Why perform background checks and security vetting on advisers who already have high clearance from the government? This story from NBC News about embattled former national security adviser Michael Flynn gives another pretty good answer to Sean Spicer’s question from last month. According to two NBC sources within the government, Flynn never disclosed payments from Russia Today — a state-backed media outlet — while renewing his clearance through the Defense Intelligence Agency, which Flynn had earlier led:
The Defense Intelligence Agency didn’t know former director Mike Flynn had been paid nearly $34,000 by a Russian state media outlet when it renewed his security clearance in April 2016, two U.S. officials told NBC News.
Flynn had disclosed the December 2015 trip to Moscow to the DIA, but he never told them he was paid by RT, the official said. The Defense Department inspector general is now investigating whether Flynn broke the rules. The U.S. Constitution forbids retired generals from accepting foreign payments without permission.
Flynn’s failure to inform the DIA he had been paid has not been reported previously. In the past, lawmakers who reviewed documents said they had seen no evidence he had reported the fees. The revelation casts new light on the White House assertion Monday that the Obama administration should have denied Flynn a security clearance if officials were concerned about him.
Yes it does, but it’s not quite clear what NBC’s point is about it. As Allahpundit noted earlier today, NBC had also reported that the Trump administration needed to get Flynn a separate clearance for his job through the CIA and not just the DoD. That failure falls squarely on Trump’s White House, which should have had that completed before pushing Flynn into position. That check might have uncovered the undisclosed payments from RT and Flynn’s other undeclared lobbying for foreign interests, which came out after his resignation and for which Flynn might face a criminal probe. Had the White House done its due diligence up front, they could have avoided all of these embarrassments.
And needless to say, this isn’t exactly a confidence-builder either. It took more than two weeks for the Trump administration to react after Sally Yates warned White House counsel Don McGahn than Flynn could be targeted for extortion by Russia:
So to recap: Yates warned W.H. on January 26.
Flynn remained NSA for another 18 days after the warning that he was likely compromised.

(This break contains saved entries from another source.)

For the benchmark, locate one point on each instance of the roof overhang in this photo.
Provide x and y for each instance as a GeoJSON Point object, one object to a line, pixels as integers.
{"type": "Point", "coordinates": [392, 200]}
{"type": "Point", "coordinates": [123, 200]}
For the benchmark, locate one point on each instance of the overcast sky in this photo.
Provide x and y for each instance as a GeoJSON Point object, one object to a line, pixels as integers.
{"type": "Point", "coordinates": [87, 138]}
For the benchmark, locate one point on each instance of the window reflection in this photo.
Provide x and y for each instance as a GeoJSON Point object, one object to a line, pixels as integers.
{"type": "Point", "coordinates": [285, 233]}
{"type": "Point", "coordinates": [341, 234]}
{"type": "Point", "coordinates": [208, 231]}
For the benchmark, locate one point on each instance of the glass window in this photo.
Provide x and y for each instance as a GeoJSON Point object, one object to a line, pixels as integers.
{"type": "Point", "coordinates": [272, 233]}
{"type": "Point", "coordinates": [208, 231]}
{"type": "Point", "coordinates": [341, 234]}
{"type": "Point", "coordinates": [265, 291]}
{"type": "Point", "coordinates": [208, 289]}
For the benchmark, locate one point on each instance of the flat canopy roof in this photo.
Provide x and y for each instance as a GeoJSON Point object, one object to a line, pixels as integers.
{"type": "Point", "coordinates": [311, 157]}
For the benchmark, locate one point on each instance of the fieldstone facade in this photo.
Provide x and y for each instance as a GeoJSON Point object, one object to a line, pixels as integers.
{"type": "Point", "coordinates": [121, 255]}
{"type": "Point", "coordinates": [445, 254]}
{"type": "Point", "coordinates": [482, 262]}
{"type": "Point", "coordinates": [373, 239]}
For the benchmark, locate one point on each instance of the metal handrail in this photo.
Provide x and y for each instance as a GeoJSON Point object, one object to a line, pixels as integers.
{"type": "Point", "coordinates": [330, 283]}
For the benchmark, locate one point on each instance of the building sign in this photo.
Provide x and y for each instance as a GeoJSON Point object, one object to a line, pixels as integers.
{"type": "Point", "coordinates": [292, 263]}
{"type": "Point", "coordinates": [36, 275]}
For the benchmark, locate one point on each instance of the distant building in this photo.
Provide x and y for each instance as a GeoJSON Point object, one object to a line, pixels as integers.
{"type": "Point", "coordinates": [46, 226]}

— Kyle Griffin (@kylegriffin1) May 8, 2017
On the other hand, the failure of Flynn to disclose his RT payments during his clearance renewal doesn’t reflect on Team Trump as much as it does the Obama administration’s Defense Department. Bear in mind that Barack Obama and other former officials of the former administration claim they had become increasingly concerned about Russian influence in the election and attempts to penetrate various campaigns. Flynn’s visit to Russia in 2015 was well known, even if the payment was not, and he had joined the campaign relatively early — so why didn’t the DoD dig more into Flynn’s business in Russia? For that matter, why didn’t they dig into Flynn’s consultant business and uncover the nature of his clientele?
Both sides are pointing the finger at each other; it looks like both sides have plenty of room to share the blame.
Speaking of two different sides, both Sally Yates and then-Director of National Intelligence James Clapper got asked directly whether they had seen evidence of collusion between the Trump campaign and Russian intelligence — the issue on which Flynn has been scrutinized, among others. Clapper flatly said he had seen none, while Yates — who was acting Attorney General for less than two weeks — says she can’t answer that question in open session but that “you should not draw from that an assumption that the answer is yes.” Senator Lindsey Graham wonders what Yates would know that a DNI wouldn’t, and it turns out to be … not much:
Q: Do you have evidence of collusion between Trump campaign & Russians?
Yates: I can’t answer that without revealing classified information pic.twitter.com/7NCsaMKquO
— Bradd Jaffy (@BraddJaffy) May 8, 2017
So far, the only solid conclusion one can reach from today’s events is that few know what they’re doing in Washington.